GPU utilization is only 1%

wangjunhe8127 · October 19, 2022, 12:03pm

Hi, I have some quesetion.
the config is

config = {
    "env":"nuplan",
    "env_config":None,
    "num_workers":30,
    # "record_env":False,
    "create_env_on_driver": False,
    "num_envs_per_worker":1,
    "remote_worker_envs": False,
    "num_gpus": 8,
    "num_cpus_per_worker":1,
    "num_gpus_per_worker":0,
    "framework":"torch",
    "model":{
                    "fcnet_hiddens": [512, 512,512,5123],
                   },
    "timesteps_per_iteration":200,
    # "sample_async": True,
    "horizon": 600,
    'rollout_fragment_length':4,#4*30=120
    'train_batch_size':24,
    'replay_buffer_config': 
        {
        "_enable_replay_buffer_api": True,
        "type": "MultiAgentReplayBuffer",
        "learning_starts": 10,
        "capacity": 50000,
        "replay_sequence_length": 1,
        },
    # "training_intensity"=10  train/collect
    "batch_mode": "truncate_episodes",  # 也可以设置 "complete_episodes"  truncate_episodes
    }
    
pbt = PopulationBasedTraining(
    time_attr="time_total_s",
    perturbation_interval=7200,
    resample_probability=0.25,
    hyperparam_mutations={
    "lr": lambda: random.uniform(1e-3, 5e-5),
    "gamma": lambda: random.uniform(0.90, 0.99),
    },)

and use it by :

if __name__ == "__main__":
    ray.init(num_gpus=8)
    tune.run(
        "DQN", 
        config = cfg,
        scheduler = pbt,
        num_samples = 1,
        metric = "episode_reward_mean",
        mode = "max",
        local_dir = "./results",)

but when i see the GPU util,is only 1% in a GPU and sometimes is always 0, Please help me! Thank you!
the version is 2.0.0 torch==1.9.0

wangjunhe8127 · October 21, 2022, 2:42am

can you help me?
emmmmmmmmm

wangjunhe8127 · October 21, 2022, 7:53am

can somebody can help me…

arturn · October 21, 2022, 8:57pm

Please make this a reproducible script.

kourosh · October 21, 2022, 8:59pm

@wangjunhe8127 Hello, GPU utilization really depends on your workload. You are doing DQN with train_batch_size of 24 which is pretty small, your network is also just an FCNet with 4 layers, so I don’t expect the utilization to be that high anyways. Also you need to set num_gpu to 1 unless you are doing multi-gpu training per tune trial which I don’t think is the case here. Increasing batch_size should result in higher gpu utilization during training. Sampling would be done on cpu workers so during sampling utilization should go down. I hope it helps.
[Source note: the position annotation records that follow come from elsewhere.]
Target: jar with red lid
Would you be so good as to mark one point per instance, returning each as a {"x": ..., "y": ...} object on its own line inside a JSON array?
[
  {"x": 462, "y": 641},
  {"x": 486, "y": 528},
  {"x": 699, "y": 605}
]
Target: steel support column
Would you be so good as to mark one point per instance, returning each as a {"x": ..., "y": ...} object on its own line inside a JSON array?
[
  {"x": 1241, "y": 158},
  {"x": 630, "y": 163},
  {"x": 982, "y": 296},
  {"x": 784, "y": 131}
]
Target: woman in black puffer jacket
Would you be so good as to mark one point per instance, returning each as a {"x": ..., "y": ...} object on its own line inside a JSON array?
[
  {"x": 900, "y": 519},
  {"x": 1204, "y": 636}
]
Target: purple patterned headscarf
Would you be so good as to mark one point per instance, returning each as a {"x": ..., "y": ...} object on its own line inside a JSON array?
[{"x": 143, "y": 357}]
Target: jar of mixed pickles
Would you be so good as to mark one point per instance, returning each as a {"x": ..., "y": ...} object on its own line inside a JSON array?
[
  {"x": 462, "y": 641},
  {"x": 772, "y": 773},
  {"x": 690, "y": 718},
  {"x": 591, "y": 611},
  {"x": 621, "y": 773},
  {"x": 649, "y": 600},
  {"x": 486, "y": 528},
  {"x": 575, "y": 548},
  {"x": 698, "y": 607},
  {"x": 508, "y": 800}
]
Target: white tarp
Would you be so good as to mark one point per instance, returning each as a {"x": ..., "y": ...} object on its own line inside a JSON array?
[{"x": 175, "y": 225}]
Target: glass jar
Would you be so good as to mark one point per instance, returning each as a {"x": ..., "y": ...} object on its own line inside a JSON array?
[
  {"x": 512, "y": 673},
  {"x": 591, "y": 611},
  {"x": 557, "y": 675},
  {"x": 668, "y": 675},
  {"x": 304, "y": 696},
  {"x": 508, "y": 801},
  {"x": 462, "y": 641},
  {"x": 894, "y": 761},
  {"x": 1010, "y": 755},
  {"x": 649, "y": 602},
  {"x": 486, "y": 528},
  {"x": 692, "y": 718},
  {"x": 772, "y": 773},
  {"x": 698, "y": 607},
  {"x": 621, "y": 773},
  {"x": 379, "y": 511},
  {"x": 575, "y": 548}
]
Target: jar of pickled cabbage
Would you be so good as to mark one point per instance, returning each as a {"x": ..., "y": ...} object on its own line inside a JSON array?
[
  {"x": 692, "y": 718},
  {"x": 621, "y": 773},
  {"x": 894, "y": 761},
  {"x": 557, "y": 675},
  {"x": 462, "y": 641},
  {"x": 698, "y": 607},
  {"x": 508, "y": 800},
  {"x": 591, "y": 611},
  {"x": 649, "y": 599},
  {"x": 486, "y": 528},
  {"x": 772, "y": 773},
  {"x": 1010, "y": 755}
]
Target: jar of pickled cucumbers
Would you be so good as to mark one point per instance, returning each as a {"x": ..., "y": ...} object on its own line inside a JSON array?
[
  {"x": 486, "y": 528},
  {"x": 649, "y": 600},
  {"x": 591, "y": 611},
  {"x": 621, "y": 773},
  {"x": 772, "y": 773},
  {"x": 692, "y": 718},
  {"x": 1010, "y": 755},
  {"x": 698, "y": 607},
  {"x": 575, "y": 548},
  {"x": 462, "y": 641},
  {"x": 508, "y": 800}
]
wangjunhe8127 · October 23, 2022, 8:18am

Thank you very much for your reply. However, in fact, I want to use multi GPU training, so why do you suggest that num_ gpus=1 ?

wangjunhe8127 · October 23, 2022, 8:25am

import ray
from ray import tune
from ray.tune.schedulers import PopulationBasedTraining

config = {
    "env":"xxx",
    "env_config":None,
    "num_workers":7,
    "create_env_on_driver": False,
    "num_envs_per_worker":1,
    "remote_worker_envs": False,
    "num_gpus": 3,
    "num_cpus_per_worker":1,
    "num_gpus_per_worker":0,
    "framework":"torch",
    "learning_starts": 20,
    "placement_strategy": "SPREAD",
    "model":{
            "fcnet_hiddens": [512, 512,512,5123],},
    "timesteps_per_iteration":200,
    "horizon": 600,
    'rollout_fragment_length':4,#4*30=120
    'train_batch_size':24,
    'replay_buffer_config': 
        {

        "type": "MultiAgentReplayBuffer",
        "capacity": 50000,
        },
    "batch_mode": "truncate_episodes", 
    }
    
pbt = PopulationBasedTraining(
    time_attr="time_total_s",
    perturbation_interval=7200,
    resample_probability=0.25,
    hyperparam_mutations={
    "lr": lambda: random.uniform(1e-3, 5e-5),
    "gamma": lambda: random.uniform(0.90, 0.99),
    },)

if __name__ == "__main__":
    ray.init()
    tune.run(
        "DQN", 
        config = config,
        num_samples =4,
        metric = "episode_reward_mean",
        mode = "max",
        local_dir = "./results",
        )
    ray.shutdown()

Thank you! The above is all the settings except the environment， and the version of ray is 1.10.0

arturn · October 23, 2022, 5:27pm

Got it. Before I have an i depth look at this, is there a particular reason you are using 1.10? The content of the repro script looks like you could just as well use 2.0. Have you tried that?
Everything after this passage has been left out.